Some players, he says, try to fool people into thinking they’re a dog.

“They’ll be in practice doing a bunch of rah-rah-rah stuff,” he says.

That’s nice, but here’s what being a dog means to Fisher: It’s the defensive back whose assignment on a given play takes him far from the ball carrier. But instead of giving up on the play, the defender somehow chases down the ball carrier at the 1-yard line.

“Then we line up at the 1 and recover a fumble,” he says. “That’s a damned dog.”

Oh, no question, you see the other side of that conversation all the time in film sessions: Defenders giving a half-hearted chase after the ball. It’s painful to watch.

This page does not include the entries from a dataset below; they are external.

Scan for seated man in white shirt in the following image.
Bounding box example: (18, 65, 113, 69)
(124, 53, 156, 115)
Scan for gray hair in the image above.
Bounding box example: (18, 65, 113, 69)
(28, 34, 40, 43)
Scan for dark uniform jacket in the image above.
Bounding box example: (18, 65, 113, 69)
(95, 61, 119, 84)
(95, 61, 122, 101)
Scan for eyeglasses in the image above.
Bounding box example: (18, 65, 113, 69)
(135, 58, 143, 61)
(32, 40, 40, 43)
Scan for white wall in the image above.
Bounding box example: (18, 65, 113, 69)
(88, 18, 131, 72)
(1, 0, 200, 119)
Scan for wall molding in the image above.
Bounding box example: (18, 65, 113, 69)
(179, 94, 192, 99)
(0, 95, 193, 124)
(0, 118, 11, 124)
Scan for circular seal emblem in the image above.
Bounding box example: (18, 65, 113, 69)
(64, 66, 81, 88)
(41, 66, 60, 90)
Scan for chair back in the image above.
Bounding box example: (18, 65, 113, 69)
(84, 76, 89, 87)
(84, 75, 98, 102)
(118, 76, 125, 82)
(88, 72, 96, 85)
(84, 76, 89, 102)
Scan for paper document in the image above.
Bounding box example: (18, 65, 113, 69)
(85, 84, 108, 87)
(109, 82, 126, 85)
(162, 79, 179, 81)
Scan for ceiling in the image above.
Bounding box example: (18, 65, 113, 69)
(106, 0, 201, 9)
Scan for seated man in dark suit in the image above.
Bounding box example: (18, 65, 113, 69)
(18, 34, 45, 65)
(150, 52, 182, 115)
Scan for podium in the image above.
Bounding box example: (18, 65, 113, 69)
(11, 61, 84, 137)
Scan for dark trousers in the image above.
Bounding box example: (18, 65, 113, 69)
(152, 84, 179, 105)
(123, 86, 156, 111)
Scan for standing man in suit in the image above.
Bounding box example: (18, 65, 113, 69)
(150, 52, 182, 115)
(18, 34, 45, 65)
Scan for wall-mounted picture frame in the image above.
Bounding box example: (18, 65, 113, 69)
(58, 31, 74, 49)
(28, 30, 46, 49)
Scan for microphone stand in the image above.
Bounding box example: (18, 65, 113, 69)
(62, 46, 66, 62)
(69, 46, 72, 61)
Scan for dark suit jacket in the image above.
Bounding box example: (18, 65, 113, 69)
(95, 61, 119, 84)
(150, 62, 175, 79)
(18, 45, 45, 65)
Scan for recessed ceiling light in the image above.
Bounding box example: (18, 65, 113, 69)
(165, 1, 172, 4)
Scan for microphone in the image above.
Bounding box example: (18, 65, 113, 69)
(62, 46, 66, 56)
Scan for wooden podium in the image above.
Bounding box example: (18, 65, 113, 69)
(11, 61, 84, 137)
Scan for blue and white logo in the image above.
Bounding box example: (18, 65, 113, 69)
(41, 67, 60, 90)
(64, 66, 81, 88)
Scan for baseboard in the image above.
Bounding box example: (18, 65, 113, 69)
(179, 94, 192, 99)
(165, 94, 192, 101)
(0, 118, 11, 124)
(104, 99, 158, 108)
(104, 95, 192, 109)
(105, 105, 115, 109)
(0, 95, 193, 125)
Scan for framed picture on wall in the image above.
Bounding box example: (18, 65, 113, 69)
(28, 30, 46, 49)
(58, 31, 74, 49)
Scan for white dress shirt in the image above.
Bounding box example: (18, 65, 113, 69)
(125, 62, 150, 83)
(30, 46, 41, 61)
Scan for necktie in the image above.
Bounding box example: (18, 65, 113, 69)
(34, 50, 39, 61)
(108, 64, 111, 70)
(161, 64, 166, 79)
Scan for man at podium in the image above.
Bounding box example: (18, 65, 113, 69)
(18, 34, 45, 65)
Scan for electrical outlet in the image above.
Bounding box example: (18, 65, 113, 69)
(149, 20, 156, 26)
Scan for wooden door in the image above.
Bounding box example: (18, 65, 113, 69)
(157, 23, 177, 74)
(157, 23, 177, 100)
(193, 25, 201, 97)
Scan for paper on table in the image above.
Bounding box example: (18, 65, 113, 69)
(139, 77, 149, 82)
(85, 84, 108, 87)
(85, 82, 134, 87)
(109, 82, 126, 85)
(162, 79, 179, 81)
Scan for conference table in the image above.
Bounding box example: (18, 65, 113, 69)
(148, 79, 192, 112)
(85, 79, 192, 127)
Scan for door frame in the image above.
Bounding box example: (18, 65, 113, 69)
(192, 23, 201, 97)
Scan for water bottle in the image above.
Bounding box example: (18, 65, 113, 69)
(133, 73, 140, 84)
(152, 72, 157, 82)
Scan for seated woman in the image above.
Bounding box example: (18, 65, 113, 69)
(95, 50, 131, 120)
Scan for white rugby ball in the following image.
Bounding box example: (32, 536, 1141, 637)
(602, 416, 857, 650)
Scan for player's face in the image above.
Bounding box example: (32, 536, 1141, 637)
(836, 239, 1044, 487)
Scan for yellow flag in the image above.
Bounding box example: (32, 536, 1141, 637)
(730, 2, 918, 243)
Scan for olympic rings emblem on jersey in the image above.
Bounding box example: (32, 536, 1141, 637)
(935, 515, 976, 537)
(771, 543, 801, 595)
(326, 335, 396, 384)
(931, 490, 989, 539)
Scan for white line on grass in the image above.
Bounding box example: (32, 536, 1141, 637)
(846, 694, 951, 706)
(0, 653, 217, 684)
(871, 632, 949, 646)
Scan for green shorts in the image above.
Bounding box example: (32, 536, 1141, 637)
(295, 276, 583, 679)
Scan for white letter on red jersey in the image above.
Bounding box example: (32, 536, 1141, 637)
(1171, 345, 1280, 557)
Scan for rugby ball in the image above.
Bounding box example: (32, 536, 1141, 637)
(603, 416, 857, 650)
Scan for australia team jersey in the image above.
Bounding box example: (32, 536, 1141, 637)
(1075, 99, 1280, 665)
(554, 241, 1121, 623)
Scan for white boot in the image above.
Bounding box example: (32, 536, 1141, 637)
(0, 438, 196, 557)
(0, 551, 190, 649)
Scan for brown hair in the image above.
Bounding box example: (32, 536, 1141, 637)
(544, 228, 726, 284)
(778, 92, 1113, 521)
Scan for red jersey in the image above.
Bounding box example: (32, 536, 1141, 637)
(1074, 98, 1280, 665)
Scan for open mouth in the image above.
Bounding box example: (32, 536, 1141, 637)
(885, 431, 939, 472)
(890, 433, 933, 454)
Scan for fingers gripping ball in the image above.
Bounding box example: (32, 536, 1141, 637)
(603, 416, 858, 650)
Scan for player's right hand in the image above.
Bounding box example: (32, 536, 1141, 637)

You might hear the real dogs in that film session growl audibly.

“Cam Taylor-Britt was a dog,” Fisher says of Nebraska’s NFL-bound former corner.

“DiCaprio Bootle, he was a damned dog,” the coach says of the former Husker corner who made the 2021 Kansas Chiefs roster as an undrafted free agent.

“Deontai Williams was a damned dog,” Fisher says of Nebraska’s starting safety last season.

“I’ve had a lot of dogs in the secondary here,” the coach adds. “They do the sh– that nobody wants to do. They put their f—ing hard hats on and their boots and they get gritty. It’s not a stat. You don’t look in a stat book and see a dog. Nope. It’s a dad with his last 10 bucks in his pocket making sure his kids get fed. That’s a dog.”

Some dogs, he says, you have to hold back.

“Cam Taylor-Britt, I had to ‘whoa’ him,” the coach says. “Sometimes, you have to pinch a guy and say, ‘Go.’ With other players, you have to say, ‘Whoa.’ With those guys, if you get on their bad side, they’ll snap at you. So, you tell them you love them, then you go back to grinding them. You make them mad, and you do it again and again. 

“Eventually, a dog is going to say, ‘Hey, I’m getting better.’ Then those guys soon will be saying, ‘Thank you so much, Coach, for coaching me the way you did.'”

Dogs love the grind. Fisher loves the grind. He proved it as a player and now as a coach. 

He’s got the dog mentality, and we should all hope we have some of it, too.